Pues bien, animada por los comentarios positivos de mis amigas, y porque me gusta comprobar las cosas por mí misma, por fin me animé a comprar la famosa copa menstrual y probarla. El primer dato erróneo que encontré en el post referido más arriba fue el precio de la copa. Compré la Easy Cup, talla M, de silicona medicinal y antialergénica, y me costó algo menos de 23 euros, y no 30. Incluso se puede conseguir más barata (18,58 euros) comprándola por internet. Esto significa que la copa se amortiza en pocos meses tras su compra, ya que un paquete de 16 compresas, que se gastan en medio ciclo menstrual, cuesta alrededor de 3’50 euros.
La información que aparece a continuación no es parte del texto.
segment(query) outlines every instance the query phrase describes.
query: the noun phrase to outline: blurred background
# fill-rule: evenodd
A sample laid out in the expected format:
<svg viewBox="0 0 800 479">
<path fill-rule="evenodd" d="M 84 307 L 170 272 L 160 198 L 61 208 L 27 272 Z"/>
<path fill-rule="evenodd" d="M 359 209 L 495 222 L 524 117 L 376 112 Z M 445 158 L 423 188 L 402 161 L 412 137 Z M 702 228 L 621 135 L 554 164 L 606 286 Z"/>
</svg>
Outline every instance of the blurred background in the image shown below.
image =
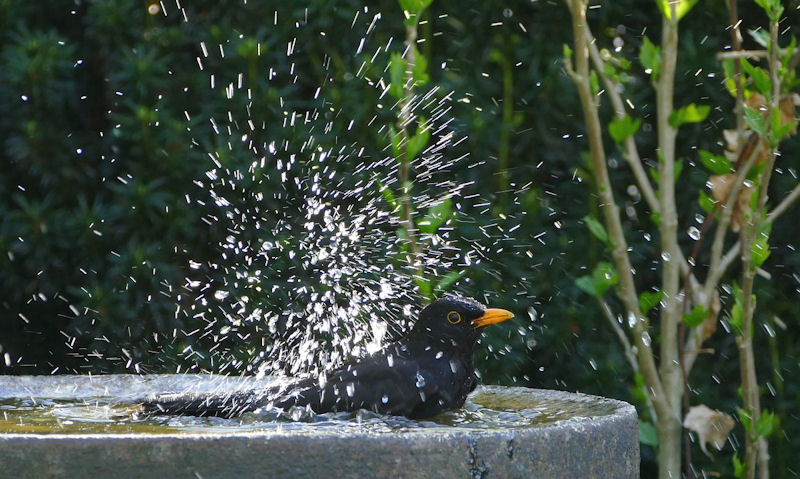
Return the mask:
<svg viewBox="0 0 800 479">
<path fill-rule="evenodd" d="M 0 0 L 1 374 L 302 374 L 320 356 L 297 363 L 281 347 L 300 344 L 298 331 L 305 346 L 347 336 L 368 350 L 422 305 L 386 194 L 402 186 L 388 161 L 397 105 L 383 92 L 405 39 L 397 3 L 185 3 Z M 689 167 L 694 150 L 719 150 L 734 123 L 715 57 L 727 12 L 705 3 L 681 22 L 676 104 L 712 105 L 679 137 L 684 230 L 707 177 Z M 800 25 L 788 3 L 787 36 Z M 749 4 L 740 17 L 766 25 Z M 590 23 L 634 62 L 642 35 L 660 30 L 644 1 L 606 2 Z M 418 114 L 437 129 L 413 198 L 420 217 L 446 218 L 426 239 L 425 271 L 458 271 L 441 290 L 516 313 L 481 341 L 482 381 L 641 405 L 616 337 L 575 286 L 604 247 L 582 220 L 598 205 L 562 66 L 566 7 L 435 0 L 419 37 L 430 81 Z M 631 85 L 652 157 L 652 91 Z M 780 191 L 796 182 L 796 143 L 783 147 Z M 649 213 L 618 153 L 609 165 L 644 290 L 658 280 Z M 771 279 L 756 283 L 763 401 L 781 419 L 775 477 L 800 474 L 789 456 L 800 433 L 795 240 L 791 220 L 775 224 Z M 348 312 L 356 326 L 341 324 Z M 692 394 L 733 411 L 735 338 L 720 328 L 707 346 L 718 354 L 698 360 Z M 645 447 L 645 472 L 652 458 Z"/>
</svg>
 En cuanto a la introducción de la copa, en absoluto mi experiencia se asemeja a la odisea de esa pobre chica. De hecho, es mucho más fácil que introducir un tampón, ya que, una vez dentro la boca de la copa doblada, se desliza hacia arriba por sí sola ocupando fácilmente su lugar. No hay que introducir ningún dedo en la vagina. 

Sí es verdad que yo tuve algunos problemas para que la copa se abriese una vez dentro. Sin embargo, esto se solucionaba al cabo de un rato, y como pude comprobar a lo largo de los 3 días que la usé, es una cuestión de aprendizaje. En este aprendizaje debo agradecer a mi amiga de Crispipopipeypapás que estuviese atenta a todas mis preguntas en el whatsapp, que no dejaba de responder después del doble check azul (jajajaja). Un truco para las que la empezáis a usar: la copa se colocaba sin problemas si me tumbaba un poco o andaba después de introducirla. 

En todo caso, los escapes que se produjeron por la colocación errónea de la copa eran ínfimos comparados con los escapes que se producen con el uso de tampones, apenas dos horas o menos después de introducidos, en los días de máximo flujo. 

En cuanto al momento en que se extrae la copa, he de decir que me sorprendió la limpieza y comodidad del aparatejo. He de confesar que la primera vez casi me extraigo el útero a causa de la subción, ya que olvidé quitar el vacío. Pero cuando aprendí el pequeño truco de apretar un poco la base de la copa, sin problemas. Me imagino que hay mujeres que llenarán la copa. En mi caso, que creía que tenía un día de sangrado intenso, no llegué nunca a llenarla por la mitad, ni siquiera por la noche. En absoluto se montó el lío de sangre que nos vaticina el Diario de una Treintañera. Puede ser que su menstruación sea superabundantísima y muy líquida. Pero yo os puedo asegurar que no tuve que emplear más de una toallita para limpiarme y que no hubo ningún vertido. 

Por lo demás, he de decir que la copa menstrual es lo más cómodo que he probado en mi vida. La ausencia de humedad constante, molestias y demás inconvenientes que vosotras y yo sabemos, estuvieron tan ausentes que fue casi una experiencia religiosa tener la menstruación. Yo he perdido muchos años usando estas porquerías blancas que nos venden a precio de oro. Estás a tiempo de pasarte a la copa menstrual y dejar de subvencionar las carreras de los hijos e hijas de los fabricantes de compresas y tampones. Además, dejarás de ensuciar el planeta y lo regarás con tu sangre.